Está ali, escondida, os olhos arregalados, agachada atrás das recordações mais cabeludas, entre uma lembrança infantil e um compromisso de trabalho. Desperta antes e toma as iniciativas, decide por nós, mas não se revela.
Ali, bem ali, crava bandeira no cume do Everest de preocupações diárias. Aquele frio na barriga de mãos dadas com as coragens nossas. Sabe dos desejos todos, conhece melhor que ninguém nossas virtudes e desencantos, das maravilhas e angústias das quais somos forjados. E nunca aparece.
Há quem lide a coisa com bons modos, alguns exageram na forma de tratar com ela, outros ainda a ignoram, na intenção de que não se manifeste. Tentam sufocar seu ímpeto, como se possível fosse. Teima, resiste e não se mostra.
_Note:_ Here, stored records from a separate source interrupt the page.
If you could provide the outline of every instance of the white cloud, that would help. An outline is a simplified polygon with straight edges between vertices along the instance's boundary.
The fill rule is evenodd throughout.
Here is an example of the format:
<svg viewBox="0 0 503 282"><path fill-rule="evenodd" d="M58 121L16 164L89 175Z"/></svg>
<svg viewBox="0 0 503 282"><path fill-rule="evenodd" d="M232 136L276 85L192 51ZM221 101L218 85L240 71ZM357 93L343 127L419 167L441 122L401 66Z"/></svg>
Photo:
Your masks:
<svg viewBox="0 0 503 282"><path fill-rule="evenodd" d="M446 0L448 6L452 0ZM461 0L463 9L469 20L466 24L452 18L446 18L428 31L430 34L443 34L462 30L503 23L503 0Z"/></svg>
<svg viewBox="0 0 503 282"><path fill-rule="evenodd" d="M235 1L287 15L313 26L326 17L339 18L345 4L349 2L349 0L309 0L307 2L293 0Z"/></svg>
Cada um usa a graça que melhor convém. Chamam por apelidos íntimos, usam termos científicos, antigas expressões, variações em desuso, anglicismos, codinomes em disfarce e nada. Não dá as caras.
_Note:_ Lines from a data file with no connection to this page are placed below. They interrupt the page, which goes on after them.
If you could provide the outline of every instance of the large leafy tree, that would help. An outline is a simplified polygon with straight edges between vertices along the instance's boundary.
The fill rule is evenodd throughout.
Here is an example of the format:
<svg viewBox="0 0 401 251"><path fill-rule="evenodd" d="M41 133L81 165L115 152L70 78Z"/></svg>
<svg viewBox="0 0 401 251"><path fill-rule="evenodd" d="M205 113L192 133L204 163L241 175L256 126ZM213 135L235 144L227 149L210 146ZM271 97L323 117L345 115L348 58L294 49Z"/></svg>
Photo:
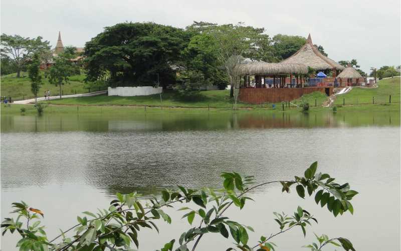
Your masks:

Agora, se bem encaramos o espelho, as vaidades nuas, despidas todas as máscaras sociais, por um ângulo que atravesse as frestas da nossa essência, é possível vê-la, está ali, dois olhos piscos entre o coração e a boca do estômago. Vivos, pungentes e curiosos – honestos conosco.
O mago, Saramago, sabia: “Dentro de nós há uma coisa que não tem nome, essa coisa é o que somos”.